The coming explosion in health inequality

at 11:01 AM ET, 06/28/2011

Does naming your hotel “The Capitol Hill Liaison” guarantee that it’ll be the site of many, many affairs, or absolutely no affairs? I’d guess the latter. If I were a Washington figure looking to cheat on my spouse, I’d stay far away from venues that make the story particularly irresistible to tabloid headline writers.

Of course, I’m not at the Capitol Hill Liaison to study the effect of hotel names on infidelity. I’m here for the Hamilton Project’s conference on innovation. The first panel featured Francis Collins, the physician-geneticist who led the effort to sequence the human genome and now directs the National Institutes of Health, making the case that sequencing the genome hasn’t been a disappointment: It has “utterly transformed how we study human biology,” he argued, and that means huge advances in medical treatments are coming. The fact that it didn’t revolutionize how we treat disease in its first decade doesn’t mean it won’t revolutionize how we treat disease in its first five decades.

Let’s say he’s right. As Collins sees it, what’ll be revolutionary about genome-based medicine is that we’ll be able to use the information contained in an individual’s DNA sequence to target their therapies much more precisely. If that comes true, the treatments of the future will differ from the treatments of the present in two big ways: First, they’ll work a lot better.

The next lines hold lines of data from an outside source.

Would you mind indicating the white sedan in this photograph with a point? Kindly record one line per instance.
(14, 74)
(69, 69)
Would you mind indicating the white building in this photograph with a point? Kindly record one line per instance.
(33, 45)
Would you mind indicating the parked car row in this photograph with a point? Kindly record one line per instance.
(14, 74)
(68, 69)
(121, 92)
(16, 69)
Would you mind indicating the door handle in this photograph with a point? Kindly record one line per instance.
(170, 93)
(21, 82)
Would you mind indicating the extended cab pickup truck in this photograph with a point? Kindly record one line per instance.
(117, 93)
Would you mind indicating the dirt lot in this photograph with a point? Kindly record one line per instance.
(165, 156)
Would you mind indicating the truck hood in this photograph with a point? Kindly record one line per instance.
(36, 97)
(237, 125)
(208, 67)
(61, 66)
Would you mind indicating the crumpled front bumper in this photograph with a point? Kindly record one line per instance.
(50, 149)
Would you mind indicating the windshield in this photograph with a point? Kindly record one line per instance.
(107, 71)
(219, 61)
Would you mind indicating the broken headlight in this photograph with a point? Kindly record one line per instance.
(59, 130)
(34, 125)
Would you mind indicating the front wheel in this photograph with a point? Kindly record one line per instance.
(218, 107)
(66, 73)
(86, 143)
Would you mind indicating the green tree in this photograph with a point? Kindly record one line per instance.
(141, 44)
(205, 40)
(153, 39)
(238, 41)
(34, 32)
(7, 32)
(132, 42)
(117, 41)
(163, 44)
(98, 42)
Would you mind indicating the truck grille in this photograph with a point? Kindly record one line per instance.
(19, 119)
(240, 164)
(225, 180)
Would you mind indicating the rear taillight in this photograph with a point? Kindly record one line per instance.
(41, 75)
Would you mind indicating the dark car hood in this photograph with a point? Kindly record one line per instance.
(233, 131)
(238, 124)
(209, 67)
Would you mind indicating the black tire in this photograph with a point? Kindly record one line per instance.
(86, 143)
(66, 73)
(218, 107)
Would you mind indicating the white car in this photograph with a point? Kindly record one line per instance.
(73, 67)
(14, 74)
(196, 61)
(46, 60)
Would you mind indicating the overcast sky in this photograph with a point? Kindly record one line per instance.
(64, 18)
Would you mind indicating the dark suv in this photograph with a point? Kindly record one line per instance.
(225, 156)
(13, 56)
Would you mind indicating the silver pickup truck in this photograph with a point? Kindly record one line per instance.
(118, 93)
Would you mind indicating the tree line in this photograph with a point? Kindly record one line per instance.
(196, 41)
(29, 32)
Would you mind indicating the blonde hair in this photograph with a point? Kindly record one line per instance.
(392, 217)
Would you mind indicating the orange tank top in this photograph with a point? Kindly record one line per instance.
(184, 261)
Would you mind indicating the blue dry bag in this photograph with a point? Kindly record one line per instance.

A lot of what we’re doing right now simply doesn’t work very well. Second, there’ll be a lot more individual variation.

If that’s the path that medical advances ultimately take, one byproduct will be an immense explosion in health inequality. Right now, health inequality, though significant, is moderated by the fact that the marginal treatments that someone with unlimited resources can access simply don’t work that much better than the treatments someone with more modest means can access. In some cases, they’re significantly worse. In most cases, they’re pretty similar, and often literally the same.

But as those treatments begin to work better, and as we develop the ability to tailor treatments to individuals, we should expect that someone who can pay for the best treatments for their particular DNA sequences to achieve far better health-care outcomes than someone who can’t afford the best treatments and has to settle for general therapies rather than individualized medicine.

That’s not necessarily a bad thing. This is a future, to be sure, in which both the poor and the rich are getting much better treatment than they’re getting now. But it might have very unpredictable consequences. We’re having insanely irrational conversations about rationing at a time when the forms of rationing under consideration would probably make no difference in outcomes, and might even slightly improve them. What happens when we need to ration and that means clearly worse health outcomes for the poor and even the middle class?